Modelling of gas-liquid-solid distribution in the cocurrent three-phase moving bed

Abstract

The three-phase moving bed reactors (TMBRs) can supply a potential solution for the multi-phase reactions with deactivating catalysts to realize Online Catalyst Replacement (OCR). In this work, computational fluid dynamics (CFD) simulations were employed to investigate the flow behavior of each phase in a cocurrent TMBR. The Euler-Euler multi-phase flow model and two different liquid-solid force models were employed to describe the dense-phase particle flow and liquid-solid interaction, respectively. The results revealed that the solid flow rate increased due to the gas-liquid flow, but radial solids distribution had not changed significantly. The effect of gas-liquid flow on the solid volume distribution was mainly reflected in the wall and inlet region, which led to lower solid volume fraction and higher granular temperature in the local area. Meanwhile, compared with trickle beds, with the increasing gas flow rate or decreasing liquid flow rate, both the liquid holdup and flow dead zone decreased in TMBRs. With the increase in liquid flow rate, the effect of liquid migration (from the wall to the center) on the liquid distribution was weakened.

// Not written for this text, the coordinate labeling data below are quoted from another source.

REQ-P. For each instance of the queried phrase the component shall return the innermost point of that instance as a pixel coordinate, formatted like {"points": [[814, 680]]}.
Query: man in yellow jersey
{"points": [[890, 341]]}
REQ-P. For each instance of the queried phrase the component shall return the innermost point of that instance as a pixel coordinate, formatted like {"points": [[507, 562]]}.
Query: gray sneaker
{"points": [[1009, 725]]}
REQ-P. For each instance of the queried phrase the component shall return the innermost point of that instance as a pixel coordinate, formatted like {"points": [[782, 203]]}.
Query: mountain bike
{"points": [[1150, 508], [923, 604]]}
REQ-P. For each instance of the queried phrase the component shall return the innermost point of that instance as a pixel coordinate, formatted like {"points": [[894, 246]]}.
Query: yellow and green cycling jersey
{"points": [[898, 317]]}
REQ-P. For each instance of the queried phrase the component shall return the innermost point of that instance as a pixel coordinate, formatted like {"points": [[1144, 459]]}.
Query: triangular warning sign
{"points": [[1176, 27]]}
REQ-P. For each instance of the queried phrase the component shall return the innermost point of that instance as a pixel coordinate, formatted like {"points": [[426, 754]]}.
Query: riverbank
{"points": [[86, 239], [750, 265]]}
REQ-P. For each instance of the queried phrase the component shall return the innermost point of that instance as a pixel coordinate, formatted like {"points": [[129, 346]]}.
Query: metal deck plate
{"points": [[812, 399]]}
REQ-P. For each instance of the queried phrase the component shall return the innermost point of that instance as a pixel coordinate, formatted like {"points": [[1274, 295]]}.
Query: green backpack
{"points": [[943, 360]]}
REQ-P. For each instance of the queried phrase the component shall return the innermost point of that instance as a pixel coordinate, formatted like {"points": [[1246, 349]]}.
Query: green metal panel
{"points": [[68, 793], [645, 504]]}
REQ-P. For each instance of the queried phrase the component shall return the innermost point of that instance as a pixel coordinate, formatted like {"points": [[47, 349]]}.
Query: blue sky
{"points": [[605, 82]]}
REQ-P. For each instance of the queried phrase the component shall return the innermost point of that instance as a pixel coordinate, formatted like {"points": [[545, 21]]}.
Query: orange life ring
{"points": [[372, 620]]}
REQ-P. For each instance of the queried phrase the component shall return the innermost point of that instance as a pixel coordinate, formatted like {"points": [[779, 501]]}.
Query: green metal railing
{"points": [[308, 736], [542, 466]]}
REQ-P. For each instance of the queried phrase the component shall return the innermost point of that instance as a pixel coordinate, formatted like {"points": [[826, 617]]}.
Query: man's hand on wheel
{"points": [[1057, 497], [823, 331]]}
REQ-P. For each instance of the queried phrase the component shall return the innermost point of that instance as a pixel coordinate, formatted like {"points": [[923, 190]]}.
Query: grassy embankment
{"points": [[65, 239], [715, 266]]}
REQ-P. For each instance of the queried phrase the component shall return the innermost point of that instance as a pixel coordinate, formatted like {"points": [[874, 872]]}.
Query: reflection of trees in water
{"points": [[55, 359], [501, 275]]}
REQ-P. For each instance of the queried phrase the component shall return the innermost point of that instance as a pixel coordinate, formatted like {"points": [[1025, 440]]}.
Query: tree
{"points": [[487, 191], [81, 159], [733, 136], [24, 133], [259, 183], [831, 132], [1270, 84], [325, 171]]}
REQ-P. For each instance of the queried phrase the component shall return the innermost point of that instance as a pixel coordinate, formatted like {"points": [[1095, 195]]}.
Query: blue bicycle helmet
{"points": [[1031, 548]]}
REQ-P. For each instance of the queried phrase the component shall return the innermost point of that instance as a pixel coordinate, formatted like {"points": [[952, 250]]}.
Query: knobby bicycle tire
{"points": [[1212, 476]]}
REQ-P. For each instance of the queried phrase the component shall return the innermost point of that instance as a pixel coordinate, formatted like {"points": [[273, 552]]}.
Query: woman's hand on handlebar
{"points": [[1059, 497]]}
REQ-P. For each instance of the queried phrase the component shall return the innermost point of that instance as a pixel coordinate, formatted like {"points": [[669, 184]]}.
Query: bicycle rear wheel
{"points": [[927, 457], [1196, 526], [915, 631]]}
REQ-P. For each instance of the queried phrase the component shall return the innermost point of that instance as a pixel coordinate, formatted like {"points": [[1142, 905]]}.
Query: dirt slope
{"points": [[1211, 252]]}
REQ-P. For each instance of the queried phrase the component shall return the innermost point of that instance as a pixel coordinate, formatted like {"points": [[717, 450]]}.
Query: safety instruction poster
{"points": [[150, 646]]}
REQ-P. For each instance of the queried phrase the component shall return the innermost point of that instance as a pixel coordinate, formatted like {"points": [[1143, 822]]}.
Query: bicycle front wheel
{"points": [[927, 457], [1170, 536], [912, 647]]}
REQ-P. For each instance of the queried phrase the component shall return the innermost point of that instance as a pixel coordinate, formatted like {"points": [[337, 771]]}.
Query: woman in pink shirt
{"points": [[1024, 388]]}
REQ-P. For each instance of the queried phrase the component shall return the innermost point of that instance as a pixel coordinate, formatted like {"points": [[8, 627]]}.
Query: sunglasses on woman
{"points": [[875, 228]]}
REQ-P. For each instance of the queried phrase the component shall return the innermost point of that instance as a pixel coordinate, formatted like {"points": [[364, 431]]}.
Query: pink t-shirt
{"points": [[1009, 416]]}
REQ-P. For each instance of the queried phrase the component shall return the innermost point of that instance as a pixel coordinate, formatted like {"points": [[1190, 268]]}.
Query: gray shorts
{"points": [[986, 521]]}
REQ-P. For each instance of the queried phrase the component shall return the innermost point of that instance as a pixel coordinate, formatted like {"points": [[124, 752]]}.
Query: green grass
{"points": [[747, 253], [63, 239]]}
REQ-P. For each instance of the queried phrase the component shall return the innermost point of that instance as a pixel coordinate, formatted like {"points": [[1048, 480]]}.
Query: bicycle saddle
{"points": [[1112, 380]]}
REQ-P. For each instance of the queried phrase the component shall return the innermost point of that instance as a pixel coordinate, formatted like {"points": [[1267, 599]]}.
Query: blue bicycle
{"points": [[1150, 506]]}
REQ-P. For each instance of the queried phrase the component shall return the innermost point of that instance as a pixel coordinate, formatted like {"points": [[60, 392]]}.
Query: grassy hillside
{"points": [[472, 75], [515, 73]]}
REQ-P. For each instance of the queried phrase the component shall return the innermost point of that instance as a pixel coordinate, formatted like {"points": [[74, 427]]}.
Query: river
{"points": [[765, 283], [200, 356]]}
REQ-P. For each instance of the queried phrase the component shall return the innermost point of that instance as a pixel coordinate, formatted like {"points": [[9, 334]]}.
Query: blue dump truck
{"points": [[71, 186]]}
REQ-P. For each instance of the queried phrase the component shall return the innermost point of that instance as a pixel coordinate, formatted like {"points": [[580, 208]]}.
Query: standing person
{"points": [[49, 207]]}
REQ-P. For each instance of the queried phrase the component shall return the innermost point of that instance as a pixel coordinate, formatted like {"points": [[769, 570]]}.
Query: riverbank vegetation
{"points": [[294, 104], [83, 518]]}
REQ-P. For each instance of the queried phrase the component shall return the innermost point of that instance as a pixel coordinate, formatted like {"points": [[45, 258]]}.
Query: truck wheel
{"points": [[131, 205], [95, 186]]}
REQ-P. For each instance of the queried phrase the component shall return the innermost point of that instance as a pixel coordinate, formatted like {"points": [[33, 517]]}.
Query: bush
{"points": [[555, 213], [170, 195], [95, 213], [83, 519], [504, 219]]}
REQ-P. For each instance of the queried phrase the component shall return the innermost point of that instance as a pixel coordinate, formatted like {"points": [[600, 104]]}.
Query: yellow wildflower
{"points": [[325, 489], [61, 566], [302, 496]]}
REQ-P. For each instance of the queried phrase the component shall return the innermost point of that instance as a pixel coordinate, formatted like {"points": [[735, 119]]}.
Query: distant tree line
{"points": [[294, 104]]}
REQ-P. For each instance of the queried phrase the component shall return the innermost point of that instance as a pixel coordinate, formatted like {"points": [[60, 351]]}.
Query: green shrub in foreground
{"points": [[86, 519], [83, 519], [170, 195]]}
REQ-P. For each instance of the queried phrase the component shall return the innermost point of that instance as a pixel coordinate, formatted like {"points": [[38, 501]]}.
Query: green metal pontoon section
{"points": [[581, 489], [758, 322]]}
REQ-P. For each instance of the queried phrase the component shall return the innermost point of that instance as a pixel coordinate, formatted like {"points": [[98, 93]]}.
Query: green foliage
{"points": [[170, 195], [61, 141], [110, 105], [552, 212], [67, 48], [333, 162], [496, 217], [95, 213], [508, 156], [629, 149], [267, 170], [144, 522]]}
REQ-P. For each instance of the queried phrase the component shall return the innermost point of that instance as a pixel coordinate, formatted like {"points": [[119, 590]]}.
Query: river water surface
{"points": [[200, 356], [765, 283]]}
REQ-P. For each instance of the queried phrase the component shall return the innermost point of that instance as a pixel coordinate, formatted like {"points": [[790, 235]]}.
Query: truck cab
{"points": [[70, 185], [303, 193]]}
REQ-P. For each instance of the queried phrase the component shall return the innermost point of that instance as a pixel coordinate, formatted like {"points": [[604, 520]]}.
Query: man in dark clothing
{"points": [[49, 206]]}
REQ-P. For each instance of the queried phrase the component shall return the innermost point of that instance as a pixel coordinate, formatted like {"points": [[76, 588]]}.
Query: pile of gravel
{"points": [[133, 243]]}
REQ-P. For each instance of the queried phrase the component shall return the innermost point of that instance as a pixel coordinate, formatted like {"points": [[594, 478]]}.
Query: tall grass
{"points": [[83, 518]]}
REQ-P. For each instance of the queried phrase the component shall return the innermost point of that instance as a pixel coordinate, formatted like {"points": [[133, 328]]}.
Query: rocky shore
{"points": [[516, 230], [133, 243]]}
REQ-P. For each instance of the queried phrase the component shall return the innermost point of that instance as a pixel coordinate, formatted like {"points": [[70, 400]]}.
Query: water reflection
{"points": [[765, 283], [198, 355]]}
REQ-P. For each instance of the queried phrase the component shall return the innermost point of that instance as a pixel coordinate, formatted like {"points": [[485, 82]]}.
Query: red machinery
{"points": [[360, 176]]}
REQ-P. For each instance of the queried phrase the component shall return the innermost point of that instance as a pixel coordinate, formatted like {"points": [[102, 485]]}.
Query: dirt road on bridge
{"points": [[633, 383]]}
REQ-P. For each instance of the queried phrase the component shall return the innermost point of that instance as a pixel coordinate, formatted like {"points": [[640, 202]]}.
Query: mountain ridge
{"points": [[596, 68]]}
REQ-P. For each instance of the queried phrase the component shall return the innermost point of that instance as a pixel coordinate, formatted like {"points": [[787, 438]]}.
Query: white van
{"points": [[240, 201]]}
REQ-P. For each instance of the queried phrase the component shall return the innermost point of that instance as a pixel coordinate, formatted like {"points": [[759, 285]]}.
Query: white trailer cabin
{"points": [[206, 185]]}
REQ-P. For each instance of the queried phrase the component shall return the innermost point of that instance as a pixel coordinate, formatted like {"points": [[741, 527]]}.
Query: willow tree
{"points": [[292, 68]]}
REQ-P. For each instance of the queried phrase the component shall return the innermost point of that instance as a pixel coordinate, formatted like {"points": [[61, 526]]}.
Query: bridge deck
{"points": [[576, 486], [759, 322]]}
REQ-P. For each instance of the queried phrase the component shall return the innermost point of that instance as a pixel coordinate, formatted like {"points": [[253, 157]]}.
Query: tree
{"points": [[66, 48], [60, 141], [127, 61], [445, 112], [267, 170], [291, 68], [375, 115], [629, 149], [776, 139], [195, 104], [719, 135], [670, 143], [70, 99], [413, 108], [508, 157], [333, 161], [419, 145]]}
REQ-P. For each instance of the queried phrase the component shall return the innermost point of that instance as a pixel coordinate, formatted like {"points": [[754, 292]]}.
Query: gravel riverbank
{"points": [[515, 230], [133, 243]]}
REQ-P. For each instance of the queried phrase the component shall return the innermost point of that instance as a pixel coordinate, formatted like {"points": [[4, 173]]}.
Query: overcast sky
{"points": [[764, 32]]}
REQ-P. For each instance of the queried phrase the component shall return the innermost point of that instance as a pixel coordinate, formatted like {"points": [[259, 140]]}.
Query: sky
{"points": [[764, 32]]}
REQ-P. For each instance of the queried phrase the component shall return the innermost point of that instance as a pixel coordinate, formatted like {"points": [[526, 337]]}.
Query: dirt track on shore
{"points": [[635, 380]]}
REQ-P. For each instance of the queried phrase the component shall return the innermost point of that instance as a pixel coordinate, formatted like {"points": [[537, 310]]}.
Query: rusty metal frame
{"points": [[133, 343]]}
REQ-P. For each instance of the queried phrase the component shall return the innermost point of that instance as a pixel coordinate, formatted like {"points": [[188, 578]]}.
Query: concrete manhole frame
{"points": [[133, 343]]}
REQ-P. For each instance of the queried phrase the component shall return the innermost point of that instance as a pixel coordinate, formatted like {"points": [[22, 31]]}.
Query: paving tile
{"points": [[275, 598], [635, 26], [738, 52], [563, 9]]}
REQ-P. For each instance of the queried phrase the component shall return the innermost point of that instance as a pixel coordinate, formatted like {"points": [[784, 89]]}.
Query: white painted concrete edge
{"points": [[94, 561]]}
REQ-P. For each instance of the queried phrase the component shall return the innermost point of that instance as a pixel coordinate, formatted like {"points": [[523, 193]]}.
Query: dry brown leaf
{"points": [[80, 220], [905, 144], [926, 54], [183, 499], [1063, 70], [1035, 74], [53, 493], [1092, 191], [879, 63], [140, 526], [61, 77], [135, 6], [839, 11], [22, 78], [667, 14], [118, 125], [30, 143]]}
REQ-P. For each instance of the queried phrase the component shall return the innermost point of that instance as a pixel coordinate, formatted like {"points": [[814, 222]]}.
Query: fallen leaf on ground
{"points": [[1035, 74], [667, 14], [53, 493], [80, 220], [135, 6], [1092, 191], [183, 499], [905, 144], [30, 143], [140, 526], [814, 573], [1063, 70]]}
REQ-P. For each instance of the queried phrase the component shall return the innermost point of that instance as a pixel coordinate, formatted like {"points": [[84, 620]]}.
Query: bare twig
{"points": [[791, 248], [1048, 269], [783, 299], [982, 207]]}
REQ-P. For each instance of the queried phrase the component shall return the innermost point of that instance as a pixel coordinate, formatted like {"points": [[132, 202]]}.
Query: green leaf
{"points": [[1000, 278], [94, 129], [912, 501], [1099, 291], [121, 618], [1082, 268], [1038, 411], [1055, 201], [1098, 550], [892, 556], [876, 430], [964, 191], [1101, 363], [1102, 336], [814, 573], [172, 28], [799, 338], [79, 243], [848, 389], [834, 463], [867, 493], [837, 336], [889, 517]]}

Besides, due to the competition between the pressure gradient force and gas-liquid drag force, the variations of volume and velocity of each phase depended on operating conditions, which were divided into three typical ranges. The gas-liquid-solid distribution could significantly advance the understanding of flow behaviors in TMBRs, based on which the reactor development could be further promoted.